L’idée consistait à rendre l’approche répétable, et non pas scalable comme c’est le cas dans la tech. Aussi, Eco.Culture passe à 4 hectares.
Aléas climatiques
Cependant, les réalités économiques et techniques ont rapidement compliqué la situation du duo d’entrepreneurs-agriculteurs et fait dévier la jeune pousse du business plan théorique. Les investissements initiaux et le besoin en fonds de roulement avant les récoltes étaient importants. Pas mal de frais interviennent dès le printemps alors que les récoltes n’interviennent que des mois après. Le projet nécessitait par ailleurs une main-d’œuvre significative (jusqu’à 10 personnes en haute saison). Malgré cette main-d’œuvre coûteuse, la société était à l’équilibre en 2023. Et ce, malgré l’un des plus grands défis : les aléas climatiques. Entre la sécheresse de 2020, les inondations de 2021 et les ravages des limaces en 2024, chaque année a apporté son lot de difficultés.
Sans oublier la volatilité des prix du marché, influencée par des facteurs extérieurs, rendant les résultats difficilement prévisibles. Une bonne année pour la production de tomates a engendré une forte baisse des prix, tandis que l’année précédente, celle des courgettes avait connu le même sort. Voilà pourquoi Eco.Cultures avait fait le choix de travailler sur plusieurs variétés sur plusieurs sites différents ce qui lui permettait de lisser les variations de revenus, mais n’éliminait pas les incertitudes.

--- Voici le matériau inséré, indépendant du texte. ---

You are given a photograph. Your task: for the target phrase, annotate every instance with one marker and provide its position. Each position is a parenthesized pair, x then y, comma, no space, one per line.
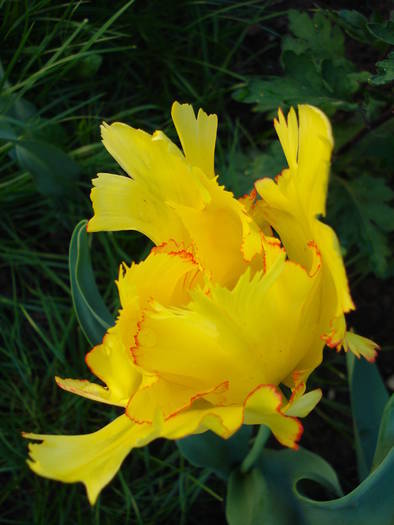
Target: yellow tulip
(217,317)
(292,205)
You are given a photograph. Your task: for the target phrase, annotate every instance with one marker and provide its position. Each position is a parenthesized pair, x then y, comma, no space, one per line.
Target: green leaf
(273,496)
(314,35)
(368,397)
(243,169)
(55,174)
(247,499)
(385,71)
(369,503)
(382,31)
(355,24)
(93,316)
(386,433)
(316,70)
(362,214)
(296,487)
(302,82)
(219,455)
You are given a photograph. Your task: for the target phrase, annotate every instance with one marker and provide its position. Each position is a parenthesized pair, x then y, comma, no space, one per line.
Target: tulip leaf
(281,493)
(93,316)
(219,455)
(247,499)
(370,502)
(386,433)
(368,397)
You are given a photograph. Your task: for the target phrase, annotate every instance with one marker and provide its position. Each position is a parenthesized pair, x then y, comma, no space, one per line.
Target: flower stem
(254,453)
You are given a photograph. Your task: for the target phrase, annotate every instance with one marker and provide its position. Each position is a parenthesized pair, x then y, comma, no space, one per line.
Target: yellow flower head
(220,313)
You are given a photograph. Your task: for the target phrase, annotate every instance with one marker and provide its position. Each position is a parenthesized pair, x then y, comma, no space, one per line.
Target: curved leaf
(219,455)
(386,433)
(371,502)
(368,397)
(93,316)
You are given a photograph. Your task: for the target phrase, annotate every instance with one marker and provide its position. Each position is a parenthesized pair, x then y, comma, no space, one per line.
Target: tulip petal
(92,459)
(197,136)
(232,335)
(360,346)
(120,203)
(263,407)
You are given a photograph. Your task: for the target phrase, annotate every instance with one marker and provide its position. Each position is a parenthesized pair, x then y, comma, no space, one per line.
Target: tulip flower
(220,314)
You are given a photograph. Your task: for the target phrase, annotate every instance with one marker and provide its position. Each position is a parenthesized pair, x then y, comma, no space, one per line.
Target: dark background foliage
(66,67)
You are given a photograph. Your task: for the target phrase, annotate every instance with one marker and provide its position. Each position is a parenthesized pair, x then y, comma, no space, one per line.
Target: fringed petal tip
(361,346)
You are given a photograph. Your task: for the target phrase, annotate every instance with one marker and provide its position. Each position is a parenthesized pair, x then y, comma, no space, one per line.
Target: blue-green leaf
(386,433)
(247,499)
(278,496)
(368,397)
(369,503)
(219,455)
(93,315)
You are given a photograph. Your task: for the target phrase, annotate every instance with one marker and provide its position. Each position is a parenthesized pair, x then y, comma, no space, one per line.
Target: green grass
(80,63)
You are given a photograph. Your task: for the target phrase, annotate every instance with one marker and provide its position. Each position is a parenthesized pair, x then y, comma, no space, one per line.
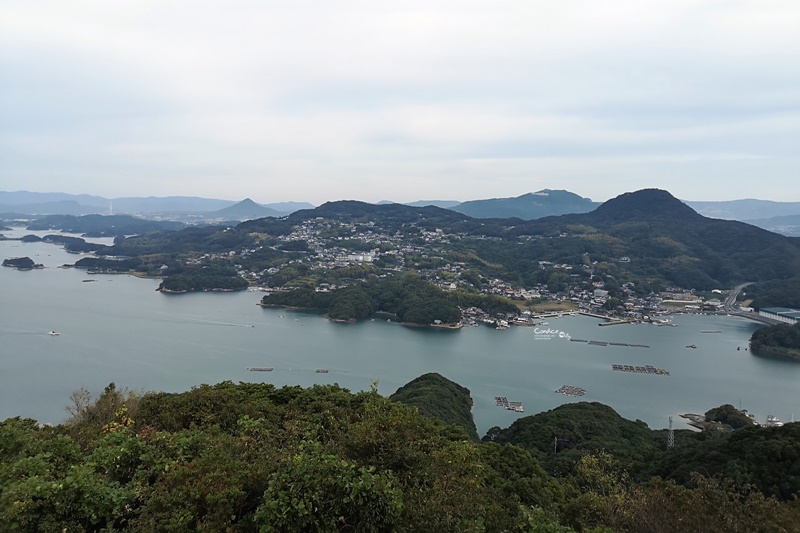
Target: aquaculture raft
(502,401)
(647,369)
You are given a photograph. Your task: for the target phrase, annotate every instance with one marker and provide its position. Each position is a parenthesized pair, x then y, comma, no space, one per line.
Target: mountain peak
(645,204)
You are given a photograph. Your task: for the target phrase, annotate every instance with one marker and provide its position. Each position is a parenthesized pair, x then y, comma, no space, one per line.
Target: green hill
(438,397)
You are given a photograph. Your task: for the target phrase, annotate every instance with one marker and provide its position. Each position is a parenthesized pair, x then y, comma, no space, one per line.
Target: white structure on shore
(782,314)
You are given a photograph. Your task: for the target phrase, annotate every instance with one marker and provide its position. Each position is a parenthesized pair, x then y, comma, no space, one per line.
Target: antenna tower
(670,435)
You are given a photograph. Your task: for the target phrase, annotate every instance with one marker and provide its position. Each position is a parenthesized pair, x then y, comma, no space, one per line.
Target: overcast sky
(371,100)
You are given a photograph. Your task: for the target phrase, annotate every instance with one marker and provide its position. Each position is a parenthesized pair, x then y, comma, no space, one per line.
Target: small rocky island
(21,263)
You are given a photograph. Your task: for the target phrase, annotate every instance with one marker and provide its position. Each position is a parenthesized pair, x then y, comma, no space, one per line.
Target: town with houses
(428,248)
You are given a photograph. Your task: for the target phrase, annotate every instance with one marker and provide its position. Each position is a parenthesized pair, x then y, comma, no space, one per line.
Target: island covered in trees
(255,458)
(408,297)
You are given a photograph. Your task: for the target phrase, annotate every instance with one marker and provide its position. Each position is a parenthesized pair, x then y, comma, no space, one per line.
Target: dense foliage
(185,278)
(436,396)
(776,293)
(781,339)
(412,299)
(21,263)
(102,225)
(253,457)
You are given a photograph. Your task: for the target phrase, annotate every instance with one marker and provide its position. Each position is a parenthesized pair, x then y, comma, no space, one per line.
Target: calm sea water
(118,328)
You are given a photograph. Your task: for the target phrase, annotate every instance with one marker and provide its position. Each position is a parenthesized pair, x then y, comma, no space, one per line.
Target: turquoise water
(118,328)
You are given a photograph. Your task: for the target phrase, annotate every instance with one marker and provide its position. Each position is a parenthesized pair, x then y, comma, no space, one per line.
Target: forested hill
(438,397)
(528,206)
(256,458)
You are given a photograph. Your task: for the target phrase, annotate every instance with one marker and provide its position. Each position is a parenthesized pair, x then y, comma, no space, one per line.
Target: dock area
(605,343)
(502,401)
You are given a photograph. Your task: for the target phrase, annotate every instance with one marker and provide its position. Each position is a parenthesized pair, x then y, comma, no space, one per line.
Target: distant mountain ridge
(247,209)
(649,234)
(36,203)
(747,209)
(544,203)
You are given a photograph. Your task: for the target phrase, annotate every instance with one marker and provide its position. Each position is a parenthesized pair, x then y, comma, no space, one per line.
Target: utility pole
(670,435)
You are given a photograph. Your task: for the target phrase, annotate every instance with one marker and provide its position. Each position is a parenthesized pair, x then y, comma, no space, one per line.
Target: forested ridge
(254,457)
(410,298)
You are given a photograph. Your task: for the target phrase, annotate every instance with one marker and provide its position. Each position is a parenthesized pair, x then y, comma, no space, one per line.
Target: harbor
(502,401)
(571,390)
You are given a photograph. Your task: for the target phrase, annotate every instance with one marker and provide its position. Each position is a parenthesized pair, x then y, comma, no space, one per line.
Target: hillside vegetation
(253,457)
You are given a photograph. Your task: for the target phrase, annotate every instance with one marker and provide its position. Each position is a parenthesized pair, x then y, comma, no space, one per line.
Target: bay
(118,328)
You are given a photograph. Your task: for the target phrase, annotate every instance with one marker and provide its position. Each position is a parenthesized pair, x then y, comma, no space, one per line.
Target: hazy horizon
(313,101)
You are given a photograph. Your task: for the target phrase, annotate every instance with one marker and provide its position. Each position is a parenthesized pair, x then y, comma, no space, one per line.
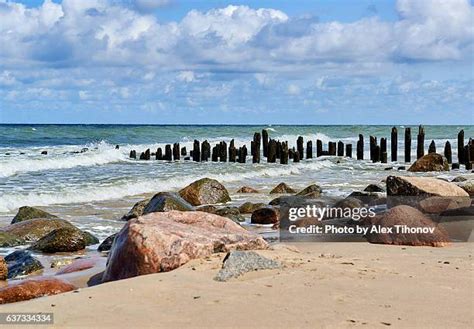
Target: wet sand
(322,285)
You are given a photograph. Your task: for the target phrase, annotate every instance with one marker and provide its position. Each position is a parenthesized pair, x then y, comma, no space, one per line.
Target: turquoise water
(95,187)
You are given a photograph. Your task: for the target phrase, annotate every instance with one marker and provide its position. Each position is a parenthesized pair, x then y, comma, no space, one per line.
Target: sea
(86,180)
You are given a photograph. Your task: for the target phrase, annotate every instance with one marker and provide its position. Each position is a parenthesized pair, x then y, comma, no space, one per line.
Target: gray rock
(237,263)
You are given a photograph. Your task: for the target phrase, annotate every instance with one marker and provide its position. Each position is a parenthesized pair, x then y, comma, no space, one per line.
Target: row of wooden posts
(275,149)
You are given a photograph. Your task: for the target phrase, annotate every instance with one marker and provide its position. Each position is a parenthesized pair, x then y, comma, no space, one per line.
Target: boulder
(3,269)
(10,240)
(312,190)
(34,229)
(237,263)
(64,239)
(20,263)
(247,189)
(29,289)
(282,188)
(249,207)
(205,191)
(166,201)
(232,213)
(267,215)
(163,241)
(137,210)
(430,162)
(107,243)
(412,218)
(26,213)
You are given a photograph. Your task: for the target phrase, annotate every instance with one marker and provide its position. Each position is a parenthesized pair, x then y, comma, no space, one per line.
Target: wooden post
(340,149)
(284,153)
(394,144)
(319,148)
(265,142)
(408,144)
(360,147)
(309,150)
(332,148)
(432,147)
(420,147)
(447,152)
(461,147)
(196,151)
(299,147)
(349,150)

Malgré la rentabilité, Eco.Cultures a finalement décidé de jeter l’éponge, ne voyant pas comment la situation pouvait s’améliorer dans le futur tant sur le plan climatique que sur les taxes diverses. Les deux associés ont préféré se concentrer sur des activités plus rentables. Jean-Pol Boone souligne, au passage, que l’agriculture, à petite ou à grande échelle, est un secteur où les imprévus peuvent anéantir les plans même les mieux conçus. Son expérience met en lumière les défis structurels de l’agriculture moderne, confrontée à des aléas climatiques de plus en plus fréquents et à une pression économique intense.
“Un Etat fort en agriculture”
“Le changement climatique n’est qu’un accélérateur du processus, mais en aucun cas la cause”, regrette Jean-Pol Boone après son expérience malheureuse avec Eco.Cultures.

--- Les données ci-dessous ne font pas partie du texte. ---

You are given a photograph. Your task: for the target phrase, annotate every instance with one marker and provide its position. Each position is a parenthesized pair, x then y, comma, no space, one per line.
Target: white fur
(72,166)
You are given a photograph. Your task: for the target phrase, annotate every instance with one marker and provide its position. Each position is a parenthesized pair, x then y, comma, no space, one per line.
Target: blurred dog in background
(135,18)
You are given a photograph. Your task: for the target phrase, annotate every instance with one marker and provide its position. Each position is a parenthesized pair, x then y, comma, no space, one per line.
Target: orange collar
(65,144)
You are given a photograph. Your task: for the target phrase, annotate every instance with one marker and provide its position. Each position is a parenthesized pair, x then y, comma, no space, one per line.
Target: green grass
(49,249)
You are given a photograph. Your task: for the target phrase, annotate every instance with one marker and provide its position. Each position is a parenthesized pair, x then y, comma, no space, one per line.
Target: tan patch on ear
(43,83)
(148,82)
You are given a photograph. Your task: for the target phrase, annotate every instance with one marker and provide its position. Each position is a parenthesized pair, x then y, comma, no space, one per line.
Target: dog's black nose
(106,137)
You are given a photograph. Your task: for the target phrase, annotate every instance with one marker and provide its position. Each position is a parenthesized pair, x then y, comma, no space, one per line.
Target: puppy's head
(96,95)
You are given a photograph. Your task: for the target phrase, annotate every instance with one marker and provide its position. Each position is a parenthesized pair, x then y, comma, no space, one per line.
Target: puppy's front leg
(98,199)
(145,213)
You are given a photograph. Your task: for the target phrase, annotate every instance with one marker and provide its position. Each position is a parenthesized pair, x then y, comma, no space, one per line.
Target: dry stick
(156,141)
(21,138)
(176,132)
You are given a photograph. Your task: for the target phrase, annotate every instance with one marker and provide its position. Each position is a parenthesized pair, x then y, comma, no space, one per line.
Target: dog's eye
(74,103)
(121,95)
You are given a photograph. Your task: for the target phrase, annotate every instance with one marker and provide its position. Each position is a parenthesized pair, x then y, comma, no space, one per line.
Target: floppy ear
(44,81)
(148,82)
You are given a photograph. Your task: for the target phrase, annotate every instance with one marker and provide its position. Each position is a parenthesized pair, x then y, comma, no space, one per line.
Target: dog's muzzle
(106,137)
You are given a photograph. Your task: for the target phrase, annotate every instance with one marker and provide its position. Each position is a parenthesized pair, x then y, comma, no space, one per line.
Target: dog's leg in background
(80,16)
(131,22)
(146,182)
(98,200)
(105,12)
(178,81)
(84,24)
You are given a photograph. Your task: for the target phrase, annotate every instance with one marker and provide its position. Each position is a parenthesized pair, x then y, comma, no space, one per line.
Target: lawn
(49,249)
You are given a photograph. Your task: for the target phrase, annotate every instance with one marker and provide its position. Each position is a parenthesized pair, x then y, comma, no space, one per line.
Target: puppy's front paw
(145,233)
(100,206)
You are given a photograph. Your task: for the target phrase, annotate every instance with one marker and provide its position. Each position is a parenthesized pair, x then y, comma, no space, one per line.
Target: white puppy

“Quelques jours après un post LinkedIn sur ma première faillite, je me suis rendu compte que je n’étais pas fou ou incapable de gérer une société agricole. Le constat est malheureusement général. Après avoir échangé avec des paysans, des industriels, des fonds, des banques, le constat, c’est que pour exister, un agriculteur doit emprunter sauf s’il vient d’une famille aisée. Auprès d’une banque ou, pour certains, auprès des fonds publics ou privés. Mais voilà, les taux des banques augmentent et les rendements attendus des fonds (entre 8 et 15% par an) est tel que l’agriculteur est mis sous pression.
Et quand ses revenus dévissent à cause des aléas climatiques ou un prix du marché qui évolue constamment, l’agriculteur devient l’esclave de son banquier ou de son investisseur, en plus d’être l’esclave du prix du marché. Il est dans un étau constant. Pire, quand un fonds veut vendre ses participations, à qui vend-il ? Pas à l’agriculteur, incapable de racheter les parts par manque de cash. Et donc la cession se fait à des tiers, en Belgique ou ailleurs. A un industriel ou un autre fonds plus important qui voudra d’autant plus rentabiliser son achat. Une spirale sans fin. Exiger un tel rendement ne permet pas de respecter la transition agricole qui nous est imposée par le changement climatique.
Ma conclusion est à l’opposé de ma conviction d’homme de droite : il faut un Etat fort en agriculture qui soutient les entreprises en tant qu’investisseur de long terme et à des taux qui intègrent une transition imposée par le climat. Dans le chaos climatique qui s’installe pour longtemps, le financement public doit aider à sortir le secteur agricole de la spéculation.”